I wasn’t there for very long, maybe 15-20 minutes and they only had one patient in the office – five-year-old Daniel Pesina.
Therapy Center of Buda treats anyone who has any kind of developmental issue. They have a huge range of patients. Pesina had trouble verbalizing, especially with people he doesn’t know. So of course, going in to this assignment, I knew not only would I be capturing photos of a child, but he would also be very very shy.
Whether she knew it or not, pediatric speech-language pathologist Amy Range (pictured above) did a great job helping me to photograph. She suggested we start in the therapy room, where Pesina could swing and play a bean bag game. I got down on my knees in a corner of the room and smiled at Pesina as I held up my camera. He smiled back and I knew I wouldn’t have any trouble taking his photo.
We stayed in the therapy room for a few minutes and then went to the office of occupational therapist, Marsha Walton. Pesina was assigned to draw a dragon on a piece of paper posted to the wall. This is a tricky situation for photographers too. It’s hard to see someone’s face when they’re facing the wall. I was able to capture a quick moment where Pesina made dragon noises with a face to match.

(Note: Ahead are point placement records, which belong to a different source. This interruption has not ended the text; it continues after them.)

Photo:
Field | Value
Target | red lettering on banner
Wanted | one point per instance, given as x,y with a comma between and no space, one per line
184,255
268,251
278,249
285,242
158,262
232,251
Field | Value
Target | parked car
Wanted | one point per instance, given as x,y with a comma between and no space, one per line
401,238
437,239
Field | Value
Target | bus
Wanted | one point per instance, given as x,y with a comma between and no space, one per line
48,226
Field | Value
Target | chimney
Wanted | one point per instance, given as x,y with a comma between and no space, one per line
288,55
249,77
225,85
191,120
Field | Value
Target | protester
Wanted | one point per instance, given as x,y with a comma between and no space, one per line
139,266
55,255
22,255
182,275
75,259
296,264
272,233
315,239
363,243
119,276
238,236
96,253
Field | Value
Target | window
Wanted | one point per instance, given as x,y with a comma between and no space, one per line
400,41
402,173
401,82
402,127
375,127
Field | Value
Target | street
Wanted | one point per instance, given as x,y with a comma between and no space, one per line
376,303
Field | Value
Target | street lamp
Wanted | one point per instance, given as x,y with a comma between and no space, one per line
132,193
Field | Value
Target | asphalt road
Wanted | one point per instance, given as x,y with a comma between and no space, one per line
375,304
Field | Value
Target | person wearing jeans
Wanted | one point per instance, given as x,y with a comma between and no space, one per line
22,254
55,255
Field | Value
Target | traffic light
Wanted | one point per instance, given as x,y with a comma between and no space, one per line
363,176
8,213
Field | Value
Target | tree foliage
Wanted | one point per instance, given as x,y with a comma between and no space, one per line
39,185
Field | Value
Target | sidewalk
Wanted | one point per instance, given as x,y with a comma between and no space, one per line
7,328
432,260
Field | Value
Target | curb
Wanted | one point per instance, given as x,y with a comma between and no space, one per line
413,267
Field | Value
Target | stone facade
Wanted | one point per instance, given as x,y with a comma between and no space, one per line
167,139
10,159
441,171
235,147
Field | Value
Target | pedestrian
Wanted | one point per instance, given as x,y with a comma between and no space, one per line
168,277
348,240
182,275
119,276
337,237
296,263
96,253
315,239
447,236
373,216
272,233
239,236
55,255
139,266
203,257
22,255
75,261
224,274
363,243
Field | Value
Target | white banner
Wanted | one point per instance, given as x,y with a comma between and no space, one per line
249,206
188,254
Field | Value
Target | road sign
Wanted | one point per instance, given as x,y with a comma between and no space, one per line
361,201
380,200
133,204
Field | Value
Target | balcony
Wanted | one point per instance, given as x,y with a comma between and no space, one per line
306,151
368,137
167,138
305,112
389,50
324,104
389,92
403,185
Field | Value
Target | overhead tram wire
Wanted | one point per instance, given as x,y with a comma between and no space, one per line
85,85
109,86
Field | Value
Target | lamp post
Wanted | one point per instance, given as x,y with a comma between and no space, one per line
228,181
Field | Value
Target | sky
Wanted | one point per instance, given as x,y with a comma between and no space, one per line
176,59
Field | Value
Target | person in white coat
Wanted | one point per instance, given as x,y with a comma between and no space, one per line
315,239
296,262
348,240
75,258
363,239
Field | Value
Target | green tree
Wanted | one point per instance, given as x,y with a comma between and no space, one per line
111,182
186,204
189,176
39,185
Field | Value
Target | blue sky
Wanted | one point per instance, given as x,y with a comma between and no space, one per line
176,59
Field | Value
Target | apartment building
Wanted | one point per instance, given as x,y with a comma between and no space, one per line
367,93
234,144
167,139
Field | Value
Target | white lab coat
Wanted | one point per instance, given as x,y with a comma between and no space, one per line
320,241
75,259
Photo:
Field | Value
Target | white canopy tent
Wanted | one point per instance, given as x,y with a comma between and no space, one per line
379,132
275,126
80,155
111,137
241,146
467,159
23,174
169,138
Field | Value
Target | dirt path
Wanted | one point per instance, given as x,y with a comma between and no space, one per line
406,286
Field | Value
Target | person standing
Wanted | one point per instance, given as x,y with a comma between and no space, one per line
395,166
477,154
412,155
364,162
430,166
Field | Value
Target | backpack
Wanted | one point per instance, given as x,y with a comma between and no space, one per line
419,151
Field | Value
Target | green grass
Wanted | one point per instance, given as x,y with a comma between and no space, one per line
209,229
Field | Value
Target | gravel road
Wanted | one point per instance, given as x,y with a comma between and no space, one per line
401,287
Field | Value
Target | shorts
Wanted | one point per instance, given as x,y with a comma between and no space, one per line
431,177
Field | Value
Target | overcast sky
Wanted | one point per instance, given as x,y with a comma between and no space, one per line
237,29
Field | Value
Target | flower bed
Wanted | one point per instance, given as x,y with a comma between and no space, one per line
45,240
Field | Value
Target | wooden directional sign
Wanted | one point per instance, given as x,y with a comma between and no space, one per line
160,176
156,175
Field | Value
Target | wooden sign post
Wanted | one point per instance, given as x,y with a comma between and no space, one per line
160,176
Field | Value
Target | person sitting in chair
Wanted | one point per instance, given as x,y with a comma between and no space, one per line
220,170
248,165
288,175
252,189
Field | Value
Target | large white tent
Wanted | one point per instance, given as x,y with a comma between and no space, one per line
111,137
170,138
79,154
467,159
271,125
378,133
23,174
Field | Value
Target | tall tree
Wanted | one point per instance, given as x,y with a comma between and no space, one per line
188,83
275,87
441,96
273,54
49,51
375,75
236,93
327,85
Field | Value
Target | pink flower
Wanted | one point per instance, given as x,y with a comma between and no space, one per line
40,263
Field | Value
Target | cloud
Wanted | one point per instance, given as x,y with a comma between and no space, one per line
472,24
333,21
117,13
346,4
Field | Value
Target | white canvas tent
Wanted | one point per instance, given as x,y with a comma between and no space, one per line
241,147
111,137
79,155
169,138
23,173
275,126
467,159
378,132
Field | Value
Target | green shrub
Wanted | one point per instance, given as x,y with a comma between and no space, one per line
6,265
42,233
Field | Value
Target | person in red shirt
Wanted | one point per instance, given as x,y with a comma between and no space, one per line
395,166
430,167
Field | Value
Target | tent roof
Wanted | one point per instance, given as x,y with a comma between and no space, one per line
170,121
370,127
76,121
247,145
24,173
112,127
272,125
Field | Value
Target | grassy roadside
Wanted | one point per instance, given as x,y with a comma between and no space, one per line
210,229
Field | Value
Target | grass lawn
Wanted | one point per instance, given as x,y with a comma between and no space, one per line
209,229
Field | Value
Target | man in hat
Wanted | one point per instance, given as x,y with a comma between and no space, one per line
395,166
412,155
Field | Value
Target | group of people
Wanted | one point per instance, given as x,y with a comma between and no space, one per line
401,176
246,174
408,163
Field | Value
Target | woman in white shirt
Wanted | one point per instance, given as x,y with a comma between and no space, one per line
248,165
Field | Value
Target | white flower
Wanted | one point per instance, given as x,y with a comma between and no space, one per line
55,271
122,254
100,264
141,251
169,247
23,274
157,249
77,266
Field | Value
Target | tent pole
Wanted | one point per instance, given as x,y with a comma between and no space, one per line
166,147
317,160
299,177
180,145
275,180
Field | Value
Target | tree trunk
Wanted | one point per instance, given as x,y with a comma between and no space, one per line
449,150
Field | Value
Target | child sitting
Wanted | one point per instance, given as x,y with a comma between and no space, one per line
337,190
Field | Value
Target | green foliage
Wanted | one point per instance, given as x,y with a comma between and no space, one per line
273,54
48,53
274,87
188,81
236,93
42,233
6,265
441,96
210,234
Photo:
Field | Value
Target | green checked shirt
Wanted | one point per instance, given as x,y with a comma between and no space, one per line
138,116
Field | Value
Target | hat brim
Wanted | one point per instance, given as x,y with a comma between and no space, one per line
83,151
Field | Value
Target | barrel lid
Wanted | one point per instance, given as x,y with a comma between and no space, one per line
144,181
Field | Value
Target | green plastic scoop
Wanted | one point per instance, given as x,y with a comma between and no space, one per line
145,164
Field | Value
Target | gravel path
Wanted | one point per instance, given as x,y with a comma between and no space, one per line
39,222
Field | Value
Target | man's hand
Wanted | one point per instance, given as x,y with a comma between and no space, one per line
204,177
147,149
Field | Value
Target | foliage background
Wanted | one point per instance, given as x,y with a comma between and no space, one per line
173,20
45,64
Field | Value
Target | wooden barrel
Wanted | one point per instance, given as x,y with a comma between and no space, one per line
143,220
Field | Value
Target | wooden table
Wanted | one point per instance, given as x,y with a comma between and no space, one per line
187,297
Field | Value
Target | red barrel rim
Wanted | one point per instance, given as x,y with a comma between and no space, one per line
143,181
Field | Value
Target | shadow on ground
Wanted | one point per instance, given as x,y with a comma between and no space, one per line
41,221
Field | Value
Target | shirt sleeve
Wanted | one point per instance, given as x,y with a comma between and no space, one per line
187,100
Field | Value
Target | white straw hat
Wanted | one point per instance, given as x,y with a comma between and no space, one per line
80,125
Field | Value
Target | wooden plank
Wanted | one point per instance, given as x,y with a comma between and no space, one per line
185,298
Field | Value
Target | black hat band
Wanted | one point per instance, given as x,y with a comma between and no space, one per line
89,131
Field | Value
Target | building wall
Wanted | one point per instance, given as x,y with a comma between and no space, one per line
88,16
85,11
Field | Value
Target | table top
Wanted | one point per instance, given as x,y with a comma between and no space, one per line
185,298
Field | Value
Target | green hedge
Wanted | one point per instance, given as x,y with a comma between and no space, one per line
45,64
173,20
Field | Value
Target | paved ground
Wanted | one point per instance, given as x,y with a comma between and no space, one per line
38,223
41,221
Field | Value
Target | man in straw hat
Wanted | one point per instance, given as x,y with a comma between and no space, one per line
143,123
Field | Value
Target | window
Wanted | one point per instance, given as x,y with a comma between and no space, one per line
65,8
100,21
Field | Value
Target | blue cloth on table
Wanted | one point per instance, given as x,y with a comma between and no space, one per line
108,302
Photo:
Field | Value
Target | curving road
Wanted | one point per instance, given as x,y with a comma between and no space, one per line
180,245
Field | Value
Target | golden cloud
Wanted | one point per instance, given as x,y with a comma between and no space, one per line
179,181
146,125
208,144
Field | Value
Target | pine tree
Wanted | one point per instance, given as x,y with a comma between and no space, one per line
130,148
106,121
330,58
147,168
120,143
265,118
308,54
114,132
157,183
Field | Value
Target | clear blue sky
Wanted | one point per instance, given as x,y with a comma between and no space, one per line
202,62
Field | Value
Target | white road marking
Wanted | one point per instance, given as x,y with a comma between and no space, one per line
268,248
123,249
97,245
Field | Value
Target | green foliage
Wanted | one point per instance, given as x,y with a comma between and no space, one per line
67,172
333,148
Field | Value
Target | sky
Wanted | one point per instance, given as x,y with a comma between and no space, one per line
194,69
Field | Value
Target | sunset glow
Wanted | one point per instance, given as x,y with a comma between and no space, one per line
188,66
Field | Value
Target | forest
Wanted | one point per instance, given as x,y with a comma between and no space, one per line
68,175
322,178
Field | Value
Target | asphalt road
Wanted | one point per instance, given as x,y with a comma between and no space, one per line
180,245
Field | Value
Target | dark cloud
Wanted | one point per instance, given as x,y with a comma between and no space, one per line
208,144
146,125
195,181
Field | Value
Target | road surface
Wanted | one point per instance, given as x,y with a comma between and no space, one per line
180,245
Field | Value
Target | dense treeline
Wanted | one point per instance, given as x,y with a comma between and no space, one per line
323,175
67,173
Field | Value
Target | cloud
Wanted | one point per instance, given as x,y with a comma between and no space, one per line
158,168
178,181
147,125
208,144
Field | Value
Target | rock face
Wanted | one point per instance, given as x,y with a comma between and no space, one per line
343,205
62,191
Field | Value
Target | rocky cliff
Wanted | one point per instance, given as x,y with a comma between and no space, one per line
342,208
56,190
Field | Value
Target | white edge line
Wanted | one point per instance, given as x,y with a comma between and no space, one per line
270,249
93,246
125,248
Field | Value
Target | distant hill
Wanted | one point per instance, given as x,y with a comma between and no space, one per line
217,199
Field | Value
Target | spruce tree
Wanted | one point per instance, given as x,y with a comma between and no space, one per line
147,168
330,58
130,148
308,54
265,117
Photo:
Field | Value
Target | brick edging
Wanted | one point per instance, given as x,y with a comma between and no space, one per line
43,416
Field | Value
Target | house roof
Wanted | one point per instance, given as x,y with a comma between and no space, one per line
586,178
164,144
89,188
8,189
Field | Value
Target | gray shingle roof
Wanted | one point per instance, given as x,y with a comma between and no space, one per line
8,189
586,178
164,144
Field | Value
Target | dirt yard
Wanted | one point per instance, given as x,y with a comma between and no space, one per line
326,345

After a few minutes, I had my shot and I relaxed a little, turning to ask a question to the therapist. When I did, Pesina stopped what he was doing and looked at my camera. I saw him out of the corner of my eye and raised my camera back up to my face. He smiled big and went back to drawing. The therapist made the observation that Pesina liked it when I took his picture, which is rare.
I don’t know what I did that made Pesina feel comfortable in front of the camera. Maybe he was just having a good day, or maybe I just got lucky. But it was apparent he enjoyed himself when about 15 minutes in to the shoot his mother came to pick him up and I captured this moment between them.